Quand je suis entrée dans la 708, je me suis sentie vraiment bien. Pour la première fois, c’était un peu comme si j’étais chez moi. J’ai aimé l’odeur, la couleur du tapis, la place de la table et du lit, le silence… J’ai dû faire un effort pour résister à l’envie d’aller m’affaler dans le fauteuil près du lit. Tout à coup, je m’en foutais de l’urgence, des quinze minutes maximum pour nettoyer, de Filippina, d’être virée, de tout. Je sais pas ce qui m’a pris, j’ai ouvert le placard et je me suis mise à sentir les habits. Je crois que je voulais vérifier que c’était bien un homme, parce que j’ai aperçu une mèche de cheveux gris de femme sur la table de nuit. Il y avait un pantalon, un pull et une veste, rien d’autre. Est-ce qu’il a les cheveux longs et gris, le type de la 708? Ça a piqué ma curiosité. Et c’est à ce moment-là que j’ai entendu l’eau dans la salle de bains. Comme un robinet qu’on tourne, avec le jet qui s’écoule dans le lavabo. J’ai vite refermé les portes de la penderie, paniquée, et j’ai attrapé les draps pour commencer à les plier. J’ai réalisé qu’il était encore temps de m’éclipser en douce, alors j’ai lâché les draps, mais je me suis mise à douter: et si je me faisais attraper en train de m’enfuir dans le couloir comme une voleuse, qu’est-ce que je dirais pour m’expliquer?

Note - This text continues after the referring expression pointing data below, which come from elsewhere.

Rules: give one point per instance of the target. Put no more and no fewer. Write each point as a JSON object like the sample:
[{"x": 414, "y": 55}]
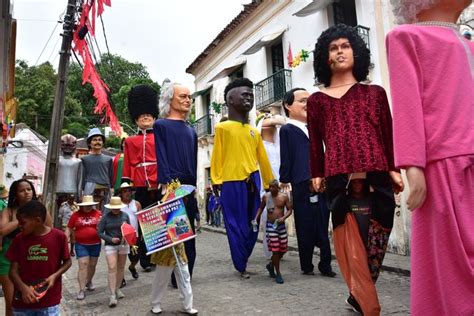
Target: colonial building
[{"x": 271, "y": 43}]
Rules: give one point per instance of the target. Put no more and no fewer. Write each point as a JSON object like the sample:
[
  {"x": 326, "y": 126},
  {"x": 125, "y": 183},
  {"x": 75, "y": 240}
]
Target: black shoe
[
  {"x": 351, "y": 301},
  {"x": 330, "y": 273},
  {"x": 134, "y": 272},
  {"x": 271, "y": 270}
]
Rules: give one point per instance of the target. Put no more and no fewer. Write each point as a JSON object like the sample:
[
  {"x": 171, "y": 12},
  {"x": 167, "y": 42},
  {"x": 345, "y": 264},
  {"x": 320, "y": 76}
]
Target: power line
[
  {"x": 54, "y": 49},
  {"x": 106, "y": 42},
  {"x": 50, "y": 36}
]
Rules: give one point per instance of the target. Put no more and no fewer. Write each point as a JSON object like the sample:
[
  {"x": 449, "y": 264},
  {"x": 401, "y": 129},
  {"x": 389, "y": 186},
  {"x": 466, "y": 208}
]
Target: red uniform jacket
[{"x": 139, "y": 162}]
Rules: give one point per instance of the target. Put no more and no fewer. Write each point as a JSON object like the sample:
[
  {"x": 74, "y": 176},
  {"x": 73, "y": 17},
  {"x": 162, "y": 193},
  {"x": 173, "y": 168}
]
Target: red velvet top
[{"x": 356, "y": 131}]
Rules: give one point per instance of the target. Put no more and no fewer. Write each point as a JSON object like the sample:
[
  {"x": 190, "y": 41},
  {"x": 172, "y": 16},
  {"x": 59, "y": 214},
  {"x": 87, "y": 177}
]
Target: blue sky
[{"x": 165, "y": 36}]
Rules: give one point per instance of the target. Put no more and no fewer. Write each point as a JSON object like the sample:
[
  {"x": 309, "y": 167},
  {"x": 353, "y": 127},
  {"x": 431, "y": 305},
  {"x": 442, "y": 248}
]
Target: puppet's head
[
  {"x": 322, "y": 61},
  {"x": 95, "y": 139},
  {"x": 238, "y": 95},
  {"x": 68, "y": 144},
  {"x": 143, "y": 106}
]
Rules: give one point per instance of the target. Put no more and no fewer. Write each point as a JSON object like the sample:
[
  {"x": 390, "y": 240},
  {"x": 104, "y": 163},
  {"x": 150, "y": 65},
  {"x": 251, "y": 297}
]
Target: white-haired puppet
[
  {"x": 176, "y": 153},
  {"x": 431, "y": 77}
]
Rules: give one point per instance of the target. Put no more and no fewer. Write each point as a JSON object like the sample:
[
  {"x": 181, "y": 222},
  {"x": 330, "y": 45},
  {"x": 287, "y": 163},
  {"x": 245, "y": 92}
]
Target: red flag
[
  {"x": 290, "y": 56},
  {"x": 90, "y": 73}
]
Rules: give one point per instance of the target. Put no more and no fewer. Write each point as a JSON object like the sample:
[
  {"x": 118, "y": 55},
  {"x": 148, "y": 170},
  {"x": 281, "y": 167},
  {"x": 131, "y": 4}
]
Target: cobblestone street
[{"x": 218, "y": 290}]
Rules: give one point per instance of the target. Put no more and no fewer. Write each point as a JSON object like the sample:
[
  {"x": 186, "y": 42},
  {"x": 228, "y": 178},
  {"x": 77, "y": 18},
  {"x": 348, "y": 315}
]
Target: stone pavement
[
  {"x": 392, "y": 262},
  {"x": 218, "y": 290}
]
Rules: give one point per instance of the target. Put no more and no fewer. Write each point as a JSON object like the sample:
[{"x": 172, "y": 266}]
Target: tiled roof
[{"x": 248, "y": 9}]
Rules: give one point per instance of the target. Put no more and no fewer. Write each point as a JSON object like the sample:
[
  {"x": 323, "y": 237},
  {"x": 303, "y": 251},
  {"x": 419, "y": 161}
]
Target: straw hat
[
  {"x": 3, "y": 192},
  {"x": 126, "y": 185},
  {"x": 115, "y": 203},
  {"x": 87, "y": 200}
]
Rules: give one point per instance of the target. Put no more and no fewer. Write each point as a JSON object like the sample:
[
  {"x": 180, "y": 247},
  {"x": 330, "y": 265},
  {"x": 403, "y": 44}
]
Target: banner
[{"x": 165, "y": 225}]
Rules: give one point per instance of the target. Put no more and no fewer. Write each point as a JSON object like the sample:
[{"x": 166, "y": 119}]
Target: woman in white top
[{"x": 132, "y": 208}]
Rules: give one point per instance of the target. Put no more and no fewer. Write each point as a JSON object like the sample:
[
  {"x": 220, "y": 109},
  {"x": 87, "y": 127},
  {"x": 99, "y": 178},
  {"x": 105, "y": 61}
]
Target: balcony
[
  {"x": 272, "y": 89},
  {"x": 364, "y": 33},
  {"x": 203, "y": 126}
]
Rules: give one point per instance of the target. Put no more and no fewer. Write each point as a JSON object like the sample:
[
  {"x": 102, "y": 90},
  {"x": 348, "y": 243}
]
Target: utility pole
[{"x": 57, "y": 117}]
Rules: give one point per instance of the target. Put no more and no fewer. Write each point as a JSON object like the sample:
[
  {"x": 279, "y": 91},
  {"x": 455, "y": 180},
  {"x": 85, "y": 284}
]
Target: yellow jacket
[{"x": 238, "y": 151}]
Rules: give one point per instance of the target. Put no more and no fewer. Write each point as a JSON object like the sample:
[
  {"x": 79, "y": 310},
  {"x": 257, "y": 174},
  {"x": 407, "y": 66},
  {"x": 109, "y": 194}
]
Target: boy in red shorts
[
  {"x": 277, "y": 238},
  {"x": 38, "y": 254}
]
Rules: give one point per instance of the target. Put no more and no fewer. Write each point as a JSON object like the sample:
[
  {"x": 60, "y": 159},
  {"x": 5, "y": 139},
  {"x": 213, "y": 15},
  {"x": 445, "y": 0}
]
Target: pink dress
[{"x": 431, "y": 78}]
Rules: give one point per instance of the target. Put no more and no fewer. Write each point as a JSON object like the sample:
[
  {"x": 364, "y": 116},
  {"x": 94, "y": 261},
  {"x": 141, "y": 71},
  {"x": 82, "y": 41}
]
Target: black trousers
[
  {"x": 146, "y": 198},
  {"x": 311, "y": 221},
  {"x": 382, "y": 199}
]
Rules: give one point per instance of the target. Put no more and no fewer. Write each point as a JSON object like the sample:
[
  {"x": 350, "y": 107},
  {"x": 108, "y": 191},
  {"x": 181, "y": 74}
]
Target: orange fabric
[{"x": 352, "y": 259}]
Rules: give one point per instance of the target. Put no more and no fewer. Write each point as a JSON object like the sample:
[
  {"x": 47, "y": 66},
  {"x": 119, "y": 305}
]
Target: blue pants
[{"x": 240, "y": 201}]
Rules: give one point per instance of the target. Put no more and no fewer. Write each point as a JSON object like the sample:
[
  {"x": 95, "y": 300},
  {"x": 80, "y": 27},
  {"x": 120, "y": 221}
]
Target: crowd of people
[{"x": 335, "y": 154}]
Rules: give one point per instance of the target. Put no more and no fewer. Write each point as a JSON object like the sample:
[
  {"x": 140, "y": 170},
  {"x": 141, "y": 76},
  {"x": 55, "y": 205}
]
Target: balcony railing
[
  {"x": 364, "y": 33},
  {"x": 203, "y": 125},
  {"x": 273, "y": 88}
]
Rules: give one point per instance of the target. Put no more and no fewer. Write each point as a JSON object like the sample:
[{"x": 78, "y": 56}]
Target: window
[
  {"x": 238, "y": 73},
  {"x": 277, "y": 57}
]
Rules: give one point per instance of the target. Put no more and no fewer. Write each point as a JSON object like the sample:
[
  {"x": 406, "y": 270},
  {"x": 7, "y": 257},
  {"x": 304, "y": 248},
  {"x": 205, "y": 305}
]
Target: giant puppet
[{"x": 139, "y": 162}]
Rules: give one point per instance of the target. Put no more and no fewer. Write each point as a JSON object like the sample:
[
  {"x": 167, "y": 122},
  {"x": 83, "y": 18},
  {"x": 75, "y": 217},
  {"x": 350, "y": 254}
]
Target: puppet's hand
[{"x": 417, "y": 184}]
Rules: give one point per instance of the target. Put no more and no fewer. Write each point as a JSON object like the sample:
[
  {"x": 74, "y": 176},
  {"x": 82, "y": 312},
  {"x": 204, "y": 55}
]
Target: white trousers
[{"x": 161, "y": 280}]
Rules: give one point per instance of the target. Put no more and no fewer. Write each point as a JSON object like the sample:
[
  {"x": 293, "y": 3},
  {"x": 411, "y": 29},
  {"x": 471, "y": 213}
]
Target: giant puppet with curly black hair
[
  {"x": 431, "y": 70},
  {"x": 352, "y": 121}
]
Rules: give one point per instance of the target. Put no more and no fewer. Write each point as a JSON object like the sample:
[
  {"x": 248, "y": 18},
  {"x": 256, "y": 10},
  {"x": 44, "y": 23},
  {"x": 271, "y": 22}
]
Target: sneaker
[
  {"x": 112, "y": 301},
  {"x": 156, "y": 309},
  {"x": 351, "y": 301},
  {"x": 90, "y": 286},
  {"x": 191, "y": 311},
  {"x": 271, "y": 270},
  {"x": 134, "y": 272},
  {"x": 245, "y": 275},
  {"x": 81, "y": 295},
  {"x": 119, "y": 294},
  {"x": 279, "y": 279}
]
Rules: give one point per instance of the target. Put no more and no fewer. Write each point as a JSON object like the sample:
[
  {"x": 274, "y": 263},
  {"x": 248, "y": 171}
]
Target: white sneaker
[
  {"x": 191, "y": 311},
  {"x": 119, "y": 294},
  {"x": 112, "y": 301},
  {"x": 156, "y": 309}
]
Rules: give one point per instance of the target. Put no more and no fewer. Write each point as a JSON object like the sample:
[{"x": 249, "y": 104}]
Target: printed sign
[{"x": 165, "y": 225}]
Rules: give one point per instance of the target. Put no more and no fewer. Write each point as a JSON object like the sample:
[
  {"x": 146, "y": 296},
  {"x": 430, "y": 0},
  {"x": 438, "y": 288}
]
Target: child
[
  {"x": 277, "y": 238},
  {"x": 38, "y": 252}
]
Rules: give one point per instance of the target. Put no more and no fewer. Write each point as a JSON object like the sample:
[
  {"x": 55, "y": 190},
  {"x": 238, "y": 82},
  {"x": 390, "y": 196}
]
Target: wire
[
  {"x": 54, "y": 49},
  {"x": 106, "y": 42},
  {"x": 59, "y": 21}
]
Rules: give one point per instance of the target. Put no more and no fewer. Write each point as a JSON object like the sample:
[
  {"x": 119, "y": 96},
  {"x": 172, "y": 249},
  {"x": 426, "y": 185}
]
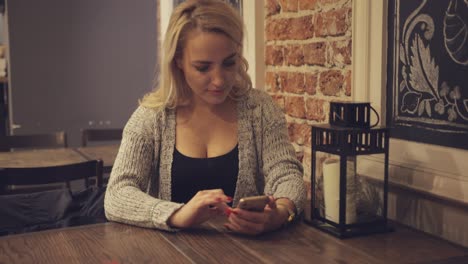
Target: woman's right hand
[{"x": 203, "y": 206}]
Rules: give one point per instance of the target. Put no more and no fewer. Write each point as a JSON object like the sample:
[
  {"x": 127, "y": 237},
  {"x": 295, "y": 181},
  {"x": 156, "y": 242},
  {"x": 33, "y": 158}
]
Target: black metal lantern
[{"x": 344, "y": 202}]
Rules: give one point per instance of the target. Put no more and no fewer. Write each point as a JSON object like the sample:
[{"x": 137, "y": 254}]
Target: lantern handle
[{"x": 377, "y": 115}]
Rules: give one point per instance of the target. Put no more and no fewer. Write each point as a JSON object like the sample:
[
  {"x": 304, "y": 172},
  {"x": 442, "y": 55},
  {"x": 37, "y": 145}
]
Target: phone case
[{"x": 254, "y": 203}]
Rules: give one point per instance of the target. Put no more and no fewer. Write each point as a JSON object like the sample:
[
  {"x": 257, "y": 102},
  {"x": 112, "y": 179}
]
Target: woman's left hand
[{"x": 254, "y": 223}]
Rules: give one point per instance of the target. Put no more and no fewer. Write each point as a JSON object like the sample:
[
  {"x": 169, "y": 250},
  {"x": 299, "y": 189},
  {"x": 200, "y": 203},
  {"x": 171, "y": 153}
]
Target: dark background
[{"x": 79, "y": 64}]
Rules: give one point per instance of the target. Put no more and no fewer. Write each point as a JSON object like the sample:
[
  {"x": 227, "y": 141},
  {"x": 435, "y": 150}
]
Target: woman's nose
[{"x": 218, "y": 77}]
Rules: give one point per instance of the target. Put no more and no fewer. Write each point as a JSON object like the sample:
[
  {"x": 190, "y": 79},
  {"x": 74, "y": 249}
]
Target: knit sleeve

Mes jambes étaient en compote, mon cœur battait à toute allure. J’ai même jeté un œil au balcon pour voir si je pouvais sauter. J’avais envie de disparaître. J’avais du mal à respirer, ma gorge me grattait. Je me suis mise à tousser, c’était plus fort que moi. La porte s’est ouverte et j’ai vu apparaître un homme, en peignoir, d’une cinquantaine d’années, les cheveux courts. J’avais honte. Il m’a dit qu’il était désolé, que parfois il s’endormait sur les toilettes le matin parce qu’il prenait des somnifères la veille, sinon il passait la nuit à «cogiter et déambuler».
J’ai dû faire une drôle de tête, parce que j’ai vu une image passer devant mes yeux: il avait les cheveux tout blancs, très longs, il portait une robe verte et avançait dans ma direction. C’était devenu un vieil homme rabougri, en train de pousser son déambulateur dans les couloirs vides et mal éclairés. J’ai senti que l’homme de la chambre me fixait avec ses yeux bleus creusés, alors j’ai fermé les paupières plusieurs fois et à toute vitesse pour que l’image s’en aille, comme quand on mate un film de zombies avec mes gosses pour leur faire plaisir. Soudain, l’homme a mis ses bras devant lui en fermant les yeux et il a éclaté de rire. Je sais pas s’il voulait me faire peur, ou s’il voulait me montrer ce qui lui arrivait la nuit. J’ai fait un pas en arrière. La porte de la chambre était loin. Plus je tremblais, plus il riait.
Sans réfléchir, j’ai balbutié que je ferais la chambre plus tard, j’ai serré les dents sans attendre sa réaction et je suis sortie comme une flèche, j’avais peur qu’il m’attrape avec ses bras pendants. J’ai couru longtemps.